Eleanor Barbour Cook Museum

1000 Main Street
308-432-6377

About Us:

Chadron State College's first museum was conceived in 1938 by college president Robert Elliott in discussions with celebrated vertebrate paleontologist E.H. Barbour of Lincoln and Barbour's daughter and CSC's first geology professor, Eleanor Barbour Cook. With help from her father and others, Eleanor Cook began endowing the museum collections with donated specimens from around the world. Part of Crites Hall, then under construction, was set aside for the museum. Albert Potter, the first graduate of CSC's geology program, was hired as an assistant.

The early museum was more of a "natural history" museum than one strictly devoted to geoscience. Records indicate that the early collections contained 585 vertebrate fossils, 637 invertebrate fossils, 700 minerals, 284 modern shells and corals, 111 mounted birds and 19 mounted mammals.

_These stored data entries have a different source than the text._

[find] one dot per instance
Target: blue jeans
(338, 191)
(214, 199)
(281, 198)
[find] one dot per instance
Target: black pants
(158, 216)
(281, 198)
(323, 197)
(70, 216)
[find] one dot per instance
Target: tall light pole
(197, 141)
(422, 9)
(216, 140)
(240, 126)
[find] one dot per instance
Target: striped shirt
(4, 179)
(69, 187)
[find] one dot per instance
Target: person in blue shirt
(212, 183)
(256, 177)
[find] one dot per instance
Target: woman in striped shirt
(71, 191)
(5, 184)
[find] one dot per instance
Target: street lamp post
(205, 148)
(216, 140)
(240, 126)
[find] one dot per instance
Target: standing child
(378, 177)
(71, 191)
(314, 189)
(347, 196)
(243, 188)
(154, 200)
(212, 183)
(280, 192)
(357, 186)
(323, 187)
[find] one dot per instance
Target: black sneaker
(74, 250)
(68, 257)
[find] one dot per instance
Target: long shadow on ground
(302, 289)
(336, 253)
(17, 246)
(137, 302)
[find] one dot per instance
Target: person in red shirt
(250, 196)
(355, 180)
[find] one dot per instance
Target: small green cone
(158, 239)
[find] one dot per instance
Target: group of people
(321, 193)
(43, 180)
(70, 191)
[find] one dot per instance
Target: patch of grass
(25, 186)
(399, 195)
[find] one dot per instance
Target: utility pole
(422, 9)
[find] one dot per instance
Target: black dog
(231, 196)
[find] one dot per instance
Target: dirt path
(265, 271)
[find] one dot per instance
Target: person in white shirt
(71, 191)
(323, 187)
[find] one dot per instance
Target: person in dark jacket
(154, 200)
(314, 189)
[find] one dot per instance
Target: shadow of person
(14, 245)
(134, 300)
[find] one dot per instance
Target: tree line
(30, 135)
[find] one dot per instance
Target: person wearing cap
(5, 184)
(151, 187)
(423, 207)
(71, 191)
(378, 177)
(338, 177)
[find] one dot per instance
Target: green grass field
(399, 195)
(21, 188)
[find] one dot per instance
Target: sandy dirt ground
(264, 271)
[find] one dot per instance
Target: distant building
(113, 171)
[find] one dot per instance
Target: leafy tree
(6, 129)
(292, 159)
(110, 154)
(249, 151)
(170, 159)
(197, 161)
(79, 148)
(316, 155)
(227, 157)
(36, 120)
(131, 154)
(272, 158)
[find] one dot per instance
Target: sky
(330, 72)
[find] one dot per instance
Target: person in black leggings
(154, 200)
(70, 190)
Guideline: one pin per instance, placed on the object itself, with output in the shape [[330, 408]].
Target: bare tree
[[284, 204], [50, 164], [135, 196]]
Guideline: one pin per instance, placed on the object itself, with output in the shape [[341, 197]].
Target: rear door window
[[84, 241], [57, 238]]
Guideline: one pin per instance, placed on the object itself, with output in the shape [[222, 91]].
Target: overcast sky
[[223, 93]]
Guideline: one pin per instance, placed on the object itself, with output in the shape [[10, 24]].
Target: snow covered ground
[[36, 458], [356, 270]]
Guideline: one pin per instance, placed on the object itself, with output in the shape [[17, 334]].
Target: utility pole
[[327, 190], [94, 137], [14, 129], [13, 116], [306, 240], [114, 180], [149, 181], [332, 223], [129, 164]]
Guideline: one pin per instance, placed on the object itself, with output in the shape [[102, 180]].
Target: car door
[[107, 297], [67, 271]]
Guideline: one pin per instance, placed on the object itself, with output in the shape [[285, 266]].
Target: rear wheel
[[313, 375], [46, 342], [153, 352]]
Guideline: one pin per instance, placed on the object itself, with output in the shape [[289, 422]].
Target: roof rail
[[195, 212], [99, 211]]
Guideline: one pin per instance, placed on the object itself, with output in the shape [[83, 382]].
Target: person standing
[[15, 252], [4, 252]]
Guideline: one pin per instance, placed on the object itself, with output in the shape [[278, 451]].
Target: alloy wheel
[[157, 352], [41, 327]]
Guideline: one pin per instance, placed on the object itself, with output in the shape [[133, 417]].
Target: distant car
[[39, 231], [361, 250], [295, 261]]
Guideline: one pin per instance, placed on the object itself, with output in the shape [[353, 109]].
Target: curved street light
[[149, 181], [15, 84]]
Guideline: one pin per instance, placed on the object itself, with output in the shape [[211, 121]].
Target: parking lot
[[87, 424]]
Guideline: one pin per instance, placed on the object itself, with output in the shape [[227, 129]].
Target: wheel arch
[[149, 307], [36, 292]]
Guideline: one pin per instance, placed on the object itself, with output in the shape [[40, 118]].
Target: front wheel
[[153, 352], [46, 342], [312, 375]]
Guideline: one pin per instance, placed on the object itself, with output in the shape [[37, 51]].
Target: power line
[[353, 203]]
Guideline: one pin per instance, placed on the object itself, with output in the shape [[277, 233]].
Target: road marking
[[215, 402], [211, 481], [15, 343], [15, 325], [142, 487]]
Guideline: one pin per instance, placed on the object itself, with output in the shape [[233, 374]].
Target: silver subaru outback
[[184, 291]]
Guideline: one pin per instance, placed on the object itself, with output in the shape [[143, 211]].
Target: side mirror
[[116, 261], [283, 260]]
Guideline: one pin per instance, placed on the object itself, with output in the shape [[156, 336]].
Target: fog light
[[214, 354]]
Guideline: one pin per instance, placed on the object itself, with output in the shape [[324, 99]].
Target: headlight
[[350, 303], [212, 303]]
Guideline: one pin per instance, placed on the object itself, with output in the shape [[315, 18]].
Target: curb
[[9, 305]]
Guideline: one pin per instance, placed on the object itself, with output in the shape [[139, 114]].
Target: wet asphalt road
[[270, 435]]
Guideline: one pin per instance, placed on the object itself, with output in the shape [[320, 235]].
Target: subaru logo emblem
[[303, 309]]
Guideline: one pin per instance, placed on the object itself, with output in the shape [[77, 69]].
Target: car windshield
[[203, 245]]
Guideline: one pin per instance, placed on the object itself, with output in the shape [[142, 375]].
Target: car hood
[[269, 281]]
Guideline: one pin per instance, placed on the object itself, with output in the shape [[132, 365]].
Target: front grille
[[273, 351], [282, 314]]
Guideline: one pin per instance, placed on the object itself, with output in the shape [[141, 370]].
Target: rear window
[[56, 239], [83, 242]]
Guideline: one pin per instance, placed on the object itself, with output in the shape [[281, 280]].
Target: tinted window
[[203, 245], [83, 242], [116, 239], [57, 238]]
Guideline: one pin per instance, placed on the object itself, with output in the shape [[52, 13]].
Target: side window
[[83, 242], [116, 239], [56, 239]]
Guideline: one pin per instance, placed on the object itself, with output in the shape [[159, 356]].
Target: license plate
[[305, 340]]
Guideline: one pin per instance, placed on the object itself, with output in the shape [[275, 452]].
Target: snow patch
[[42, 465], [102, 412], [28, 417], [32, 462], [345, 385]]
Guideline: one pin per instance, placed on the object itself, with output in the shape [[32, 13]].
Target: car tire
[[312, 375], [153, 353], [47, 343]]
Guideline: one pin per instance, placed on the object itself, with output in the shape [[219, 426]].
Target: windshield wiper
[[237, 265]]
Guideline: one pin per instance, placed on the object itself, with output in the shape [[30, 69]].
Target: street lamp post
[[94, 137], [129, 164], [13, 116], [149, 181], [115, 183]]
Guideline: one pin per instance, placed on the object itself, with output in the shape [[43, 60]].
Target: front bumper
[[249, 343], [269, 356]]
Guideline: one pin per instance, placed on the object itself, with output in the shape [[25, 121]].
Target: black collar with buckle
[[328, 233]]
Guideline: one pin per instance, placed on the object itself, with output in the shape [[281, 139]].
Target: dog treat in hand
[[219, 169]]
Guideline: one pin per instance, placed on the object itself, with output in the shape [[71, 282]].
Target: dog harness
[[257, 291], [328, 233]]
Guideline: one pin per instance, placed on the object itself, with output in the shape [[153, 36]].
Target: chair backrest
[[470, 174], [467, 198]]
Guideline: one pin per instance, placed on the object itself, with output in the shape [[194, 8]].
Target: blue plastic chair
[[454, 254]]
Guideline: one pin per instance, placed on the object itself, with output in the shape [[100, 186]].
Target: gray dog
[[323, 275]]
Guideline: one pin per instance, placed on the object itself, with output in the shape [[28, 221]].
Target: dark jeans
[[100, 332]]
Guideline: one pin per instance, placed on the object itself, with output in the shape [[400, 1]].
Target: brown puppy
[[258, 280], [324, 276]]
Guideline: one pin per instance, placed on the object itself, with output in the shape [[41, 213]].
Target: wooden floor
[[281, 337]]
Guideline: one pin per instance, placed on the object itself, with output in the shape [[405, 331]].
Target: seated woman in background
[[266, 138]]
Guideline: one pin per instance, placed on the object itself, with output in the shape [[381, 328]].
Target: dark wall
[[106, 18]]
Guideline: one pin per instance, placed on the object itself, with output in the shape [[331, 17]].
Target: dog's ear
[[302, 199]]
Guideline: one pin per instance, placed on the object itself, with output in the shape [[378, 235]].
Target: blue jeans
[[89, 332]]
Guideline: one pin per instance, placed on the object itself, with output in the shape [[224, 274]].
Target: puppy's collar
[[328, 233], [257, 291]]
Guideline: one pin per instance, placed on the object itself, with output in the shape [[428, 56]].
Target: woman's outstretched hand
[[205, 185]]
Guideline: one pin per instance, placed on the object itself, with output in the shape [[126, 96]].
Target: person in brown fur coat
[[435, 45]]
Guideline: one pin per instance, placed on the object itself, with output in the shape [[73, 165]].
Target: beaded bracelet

Mrs. Cook and Potter donated parts of their own collections to the museum and also enlisted help of their colleagues, including Barbour, Mrs. Cook's father-in-law Harold Cook and her sons-in-law Grayson Meade and Paul McGrew, Edwin Crites, Charles H. Morrill, E.F. Schramm, Edith Harris, F.D. Figgins, Gordon Fletcher and others. Major donor institutions included the University of Nebraska Museum and Geology Department, Chicago's Field Museum, the University of Michigan, Colorado Natural History Museum, the American Museum of Natural History, and the University of Massachusetts at Amherst.